“What is the most resilient parasite? Bacteria? A virus? An intestinal worm? An idea. Resilient, highly contagious. Once an idea has taken hold of the brain it’s almost impossible to eradicate. An idea that is fully formed, fully understood, that sticks. Right in there somewhere.”
-Dominic Cobb, Inception (2010)-
Hello, again. It has been a while since my last post. I made a promise to myself that I will write more regularly and you actually will find the actual reason for this sudden commitment change within this post. Also, summarizing everything that happens when I was missing: there were a lot of ups and downs last year and a pile of lessons has been treasured.
Yes, indeed. After one fruitful year as a PhD student here, a pile of new lessons has been treasured, new knowledge has been gathered, a bunch of experiences has been collected. I’m here now because I want to share at least three things that I finally discovered last time.
First, after one year being a PhD student at the University of Southampton, I just learned a simple yet harsh truth that I have to accept it undisputedly as an inseparable identity of myself. That truth is: “I am not a morning person.” I don’t know if I should feel bad about myself because it makes me utterly look like a lazy person or I should be grateful that I acknowledge the truth because I am no longer in denial phase. For your information, there was a moment when I tried to be a morning person, be an early bird so I can get the worms. It just didn’t work. The results are: I felt sleepy all day, I got exhausted easily, and consequently it reduced my productivity. I failed miserably in my journey of becoming a productive morning person. It seems counterintuitive compared to an immeasurable amount of articles, even the scientific ones, suggest that being an early bird will increase the productivity. How come it does not work for me? Well, maybe the most acceptable reason in my case is I just don’t have enough determination to change my sleeping habit.

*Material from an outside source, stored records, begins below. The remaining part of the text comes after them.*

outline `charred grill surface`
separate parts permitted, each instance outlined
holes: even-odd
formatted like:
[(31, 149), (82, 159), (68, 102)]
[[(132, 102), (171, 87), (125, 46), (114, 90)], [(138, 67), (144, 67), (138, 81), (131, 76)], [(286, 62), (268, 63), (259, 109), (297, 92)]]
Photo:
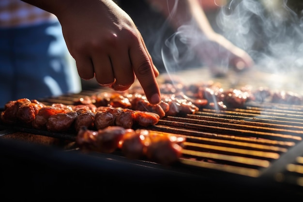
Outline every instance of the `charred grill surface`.
[[(100, 90), (98, 90), (100, 91)], [(73, 104), (95, 91), (39, 100)], [(76, 135), (1, 123), (0, 137), (16, 131), (74, 141)], [(249, 102), (243, 109), (205, 109), (194, 114), (167, 116), (145, 128), (186, 137), (182, 156), (173, 169), (201, 175), (214, 172), (303, 186), (303, 106)], [(121, 156), (118, 152), (114, 155)]]

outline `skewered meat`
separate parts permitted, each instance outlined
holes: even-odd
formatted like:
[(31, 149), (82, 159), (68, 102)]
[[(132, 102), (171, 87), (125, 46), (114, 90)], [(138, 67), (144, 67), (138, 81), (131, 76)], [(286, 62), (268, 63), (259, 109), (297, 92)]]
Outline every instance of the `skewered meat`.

Second, this is maybe will be beneficial for all of you. I think it is very natural that once you live outside your home country, suddenly you want to do anything you can do to maximize the opportunity of living abroad that you have. There was a time when I completely overwhelmed by the long list of interesting activities or hobbies or societies that being provided here. Despite of being super active and super excited about all of those possibilities, this overwhelming situation left me stunned and confused. I was just standing there (or laying on a bed is more precise) thinking which ones I should do first. Luckily, I invest a lot of time on Quora (if you are a young intellectual with a passion in knowledge sharing, then you should join: Quora). A lot of people actually are experiencing the same thing with me. One of the answers is called as “25-to-5” list. You can read the full article here: Warren Buffett’s Best Productivity Hack. Two things that have to be clarified first. One, I know who Warren Buffett is but I don’t know very much about Warren Buffett. The related information about him is just as much as what Wikipedia tells me (Wikipedia: Warren Buffett). Second, this article not even has been clarified by the Warren Buffet himself yet. You may shout know “You don’t even know the guy and the article is probably hoax, how dare you sharing this article…???” Because I’ve tried it, and this actually works! For me, I tweak the lifehack a little bit into something called as “Five things you want to do besides your PhD study.” Another modification is, I made the list for an annual plan.
For example, let me show you how this list works.
- Make everything you want to do this year on a piece of paper. Make them very specific. If you want to do volunteering, where do you wanna do it, when you wanna do it, what organization, etc. If you want to read a book a month, what kind of book? Fiction or non-fiction? If this is about getting fit, what kind of sports you possibly do? I honestly write down “learning how to play squash” and it does not make the cut. If you can make it until 25 bullet points, then it is great. If you don’t, try to be more creative. For your information, I also wrote down “join Buddhist Meditation Society” into the list.
- From these 25 points that you made, draw the circles on only five of them. Five that makes you very excited just by thinking about them. Although, I ended up with six points of interest. Those are your top priorities for this year and you will do your best in order to accomplish them. How about the other twenties? Forget about them this year. They only make you busy in your mind and make you lose the focus on those top five. Just forget them. Like I said before, learn how to play squash didn’t make the cut on top five. Now, I’m no longer investing my time to watch the squash video tutorial, try to find cheap squash racquet and ball, browsing the possible club I can join, etc. I can invest that much wasted time for my five-top priorities now.
And guess what? One of them is I want to become a blogger! You guys probably will tell me that you can be a blogger anytime and anywhere in the world. One of the focal points of my decision is how to eternalize the moment through blogging. I don’t want to share everything I experience right now five years later. My obsession to aspire and inspire a million people still remains deep down inside my full-sized aortic pump (read: heart, the reference for Friends TV series is required). However, there is definitely a drawback from this method, and I don’t want to argue about it. But, the morale of the story is how we get our priorities right. This list was originally made for a long term planning like for the job, career, business, etc. To be honest, all of us should consider making the same list for the longer term priorities.
Finally, the third thing that I want to share with you. I can cook. Seriously. Enough said.
“Memory can change the shape of a room. It can change the color of a car and memories can be distorted. They’re just an interpretation, they’re not a record, and they’re irrelevant if you have the facts.”